PDA

View Full Version : Search engine evolution: avoid partial match


Alex Piotto
08-21-2002, 08:09 PM
Hi my friends!
The code below is a workaround of the code that murdred give to me... I modified it a bit, and it works, I mean it do the search... but it match partial words...
I need it match only whole words.

I tryed to put a \b .... \b in the preg_match function around the $searchpattern, but doesn't works...

here is the code:
________________________

<?
Header('Cache-Control: no-cache');
Header('Pragma: no-cache');
?>
<html><head><title>search the csv file</title></head><body>
<form method="post" action="<?php echo $HTTP_SERVER_VARS['PHP_SELF'];?>">
<input type="hidden" name="submitted" value="done">
Keywords: <input type="text" name="keyword">
<input type="submit" value="Search" name="submit"></form>
<?
$searchPattern = ''; // contains the searchPattern

function search_csv($file, $searchString){

if (empty($searchString)) {return false;} // check if the search string contains nothing

$keywords = preg_split('/[s]+/', trim($searchString)); // prepare search pattern

$keywords = array_values(array_unique($keywords)); // remove duplicate entries

for ($k = 0; $k < count($keywords); $k++) {
$keywords[$k] = preg_quote($keywords[$k], '/'); // escape preg specific characters
}

$searchPattern = '/(' . implode('|', $keywords) . ')/i'; // build the search case-insensitive pattern

$fp = fopen($file, "r"); /* go through the file */

while ( ($str = fread($fp, 1)) != "\n" ) {} // advance the file pointer to the next line

while ($fields = fgetcsv ($fp, 4096, ";")) { // iterate through each line and

// search all the fields
if (preg_match ($searchPattern, $fields[1] . ' ' . $fields[2]. ' ' . $fields[3]. ' ' . $fields[4]. ' ' . $fields[5])) {
$results[] = $fields;
}}
fclose ($fp);
return $results;
}

// call the function if form has been submitted
if (isset($HTTP_POST_VARS['submitted']) && $HTTP_POST_VARS['submitted'] = 'done') {
$results = search_csv("data2.txt", $HTTP_POST_VARS['keyword']);

echo "<div style='font-family:verdana; font-size:10px; color:#000000;'>\n";

if (!$results || count($results) == 0) { echo "<b>No results found.</b>\n";}
else { echo "<b>Found results:</b><br /><br />\n";

for ($i = 0; $i < count($results); $i++) {
$one = $results[$i][1];
$two = $results[$i][2];
$three = $results[$i][3];
$four = $results[$i][4];
$five = $results[$i][5];

echo "$one - $two - $three - $four - $five<br><br>";
}}}
?>
</div>
</body>
</html>

_________________________

Any suggestion?
Alex

Alex Piotto
08-22-2002, 06:41 AM
nobody?

.... murdred, are you there?

please...

Alex

mordred
08-22-2002, 03:26 PM
Hey, my nickname is mordred, not murdred... that looks like "murdered". ;)

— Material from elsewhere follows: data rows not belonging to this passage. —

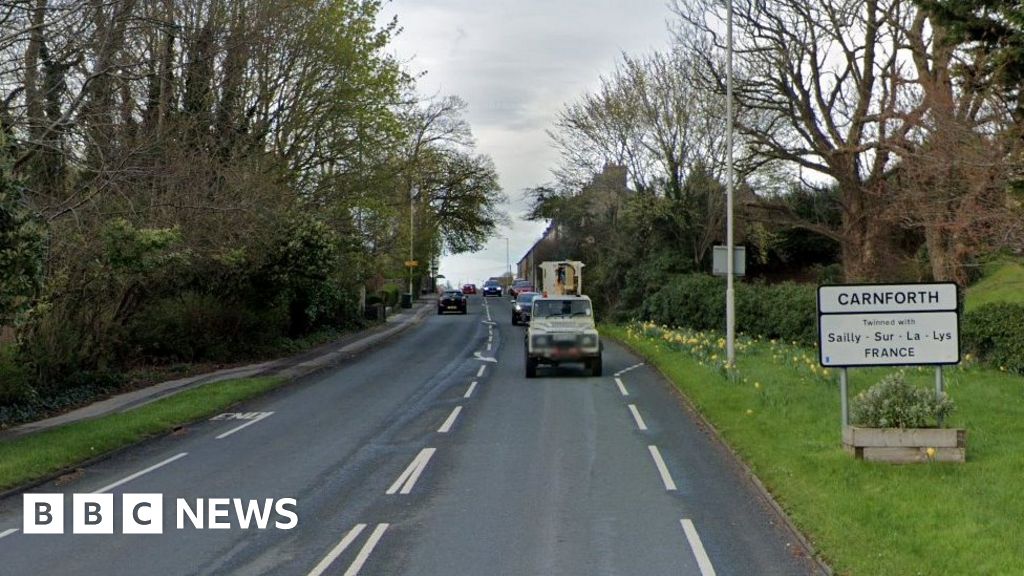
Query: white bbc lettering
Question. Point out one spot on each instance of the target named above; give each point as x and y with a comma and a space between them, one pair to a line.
42, 513
142, 513
92, 513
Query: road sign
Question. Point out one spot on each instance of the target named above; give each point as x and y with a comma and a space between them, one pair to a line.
888, 325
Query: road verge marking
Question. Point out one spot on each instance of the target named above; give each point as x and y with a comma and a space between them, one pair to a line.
637, 417
128, 479
408, 479
446, 426
338, 549
670, 484
694, 539
249, 423
367, 549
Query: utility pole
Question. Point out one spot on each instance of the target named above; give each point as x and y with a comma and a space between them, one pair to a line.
730, 300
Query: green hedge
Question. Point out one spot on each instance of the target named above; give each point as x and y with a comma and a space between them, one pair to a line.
784, 311
992, 333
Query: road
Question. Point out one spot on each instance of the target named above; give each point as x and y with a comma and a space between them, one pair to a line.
433, 455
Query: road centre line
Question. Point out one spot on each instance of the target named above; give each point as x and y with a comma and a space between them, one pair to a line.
412, 474
249, 423
636, 416
338, 549
670, 484
367, 549
694, 539
128, 479
446, 426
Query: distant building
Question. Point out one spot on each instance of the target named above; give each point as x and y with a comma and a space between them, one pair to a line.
605, 193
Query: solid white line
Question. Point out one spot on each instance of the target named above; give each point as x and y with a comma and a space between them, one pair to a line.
662, 468
126, 480
702, 561
249, 423
367, 549
446, 426
636, 416
408, 479
336, 551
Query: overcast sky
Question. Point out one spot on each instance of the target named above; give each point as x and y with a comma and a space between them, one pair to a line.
517, 63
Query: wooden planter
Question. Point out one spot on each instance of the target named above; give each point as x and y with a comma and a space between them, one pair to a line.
905, 445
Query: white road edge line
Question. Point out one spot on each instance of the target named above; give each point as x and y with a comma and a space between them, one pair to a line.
336, 551
128, 479
636, 416
670, 484
408, 479
367, 549
249, 423
694, 539
446, 426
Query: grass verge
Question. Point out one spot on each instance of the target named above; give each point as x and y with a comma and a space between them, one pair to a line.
780, 412
28, 459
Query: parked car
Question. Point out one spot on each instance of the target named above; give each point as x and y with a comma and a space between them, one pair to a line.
522, 307
452, 300
519, 286
492, 288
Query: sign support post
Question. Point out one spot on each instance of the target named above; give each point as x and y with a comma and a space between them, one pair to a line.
844, 396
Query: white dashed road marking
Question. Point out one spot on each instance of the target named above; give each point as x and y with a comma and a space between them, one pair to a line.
408, 479
670, 484
446, 426
694, 539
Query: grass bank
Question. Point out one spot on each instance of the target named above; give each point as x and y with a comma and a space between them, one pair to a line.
31, 458
780, 412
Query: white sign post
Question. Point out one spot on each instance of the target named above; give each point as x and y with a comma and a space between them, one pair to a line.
888, 325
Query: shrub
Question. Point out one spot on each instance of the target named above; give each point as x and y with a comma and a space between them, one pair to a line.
893, 403
992, 333
785, 311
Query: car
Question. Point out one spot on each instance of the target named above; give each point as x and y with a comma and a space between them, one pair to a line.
492, 288
520, 285
562, 329
452, 300
523, 305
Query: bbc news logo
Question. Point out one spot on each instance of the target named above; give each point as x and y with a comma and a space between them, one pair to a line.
143, 513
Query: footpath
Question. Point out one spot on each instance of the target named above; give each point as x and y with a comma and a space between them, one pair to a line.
292, 368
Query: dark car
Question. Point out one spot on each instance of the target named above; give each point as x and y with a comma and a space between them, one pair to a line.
519, 286
523, 307
492, 288
452, 300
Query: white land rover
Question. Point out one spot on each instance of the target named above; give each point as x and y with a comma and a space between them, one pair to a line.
561, 329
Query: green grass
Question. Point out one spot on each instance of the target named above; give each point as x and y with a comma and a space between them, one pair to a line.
1004, 282
781, 414
31, 458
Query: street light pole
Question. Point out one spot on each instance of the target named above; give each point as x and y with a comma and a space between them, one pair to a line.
730, 301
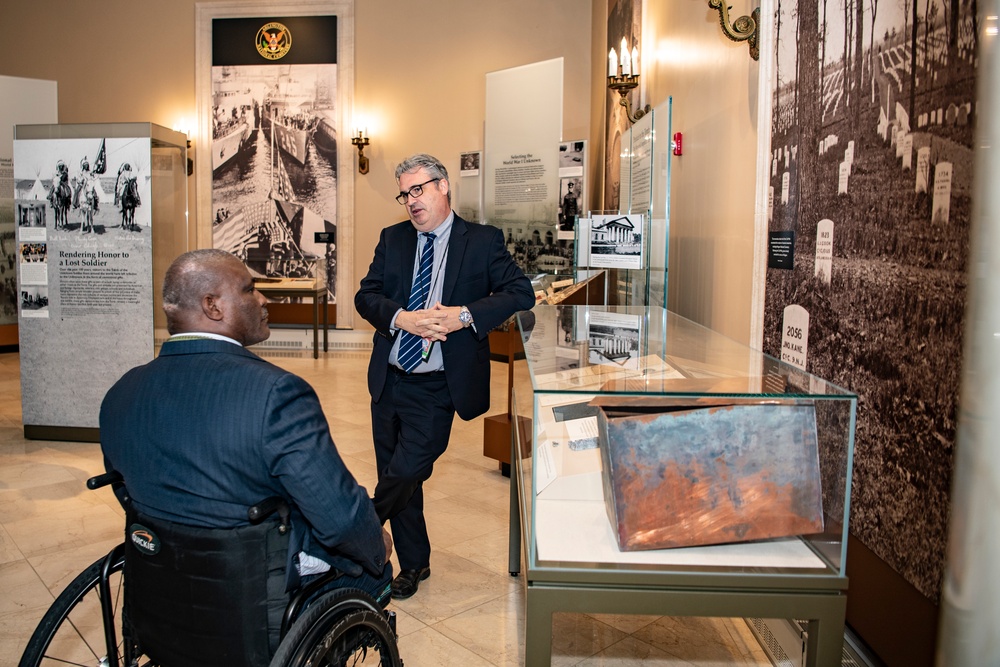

Anyway, you were very close and on the right track. The following code is the my original searchCSV function with one line changed, to surround each keyword with the word boundary special chars.


// global variables
$searchPattern = ''; // contains the searchPattern

function search_csv($file, $searchString)
{
// check if the search string contains nothing
if (empty($searchString)) {
return false;
}

global $searchPattern;
$results = array();

/* Construct the search pattern for the preg_match */

// prepare search pattern
$keywords = preg_split('/[\s]+/', trim($searchString));

// remove duplicate entries
$keywords = array_values(array_unique($keywords));

// escape preg specific characters
// NOTE: This line has been changed to find only complete
// keywords and not partial matches
for ($k = 0; $k < count($keywords); $k++) {
$keywords[$k] = '\\b' . preg_quote($keywords[$k], '/') . '\\b';
}

// build the search pattern. Observe that the "i" modifier
// stands for a case-insensitive pattern.
$searchPattern = '/(' . implode('|', $keywords) . ')/i';


/* go through the .csv file */

$fp = fopen($file, "r");

// advance the file pointer to the next line
while ( ($str = fread($fp, 1)) != "\n" ) {
// empty statement
}

// iterate through each line and
while ($fields = fgetcsv ($fp, 1000, ";")) {

// search all desired fields
if (preg_match($searchPattern, $fields[1] . ' ' . $fields[2])) {
$results[] = $fields;
}
}

fclose ($fp);

return $results;
}

// call the function if form has been submitted
if (isset($_POST['submitted']) && $_POST['submitted'] = 'done') {
$results = search_csv("test.csv", $_POST['keyword']);

/* write the results */

echo "<div style='font-family:verdana; font-size:9pt; color:#000000;'>\n";

if (!$results || count($results) == 0) {
echo "<b>No results found.</b>\n";
} else {
echo "<b>Found results:</b><br />\n";

// iterate throught the results array
for ($i = 0; $i < count($results); $i++) {
echo preg_replace($searchPattern, "<span style='color:red;'>\\1</span>", $results[$i][1]) . ": ";
echo preg_replace($searchPattern, "<span style='color:red;'>\\1</span>", $results[$i][2]) . "<br />\n";
}
}
echo "</div>";
}


When I use the code above and type the keywords "sun conan" and test.csv contains


id;author;title;usdprice;
0;Agatha Cristie;Evil under the sun;50;
1;Arthur Conan Doyle;A study in Scarlet;75;
2;Raymond Chandler;Farewell my Lovely;28;
3;Stefano Benny;Hearth;35;
4;Stefano Benny;Black hole sun;123;


then the printed result is

Agatha Cristie: Evil under the sun
Arthur Conan Doyle: A study in Scarlet
Stefano Benny: Black hole sun

I think that's pretty close to your expectations. I commented on the line that needs amendment. Note that you have to put your on concatenated string for the preg_match function, as you did in your code example. I just left that "as is" so that my example works properly.

hth

P.S: Use the PHP tag of the vB Code, that helps reading your code.

Alex Piotto
08-22-2002, 08:09 PM
Hi mordred
...eh eh, sorry about your nickname... it was a typo error!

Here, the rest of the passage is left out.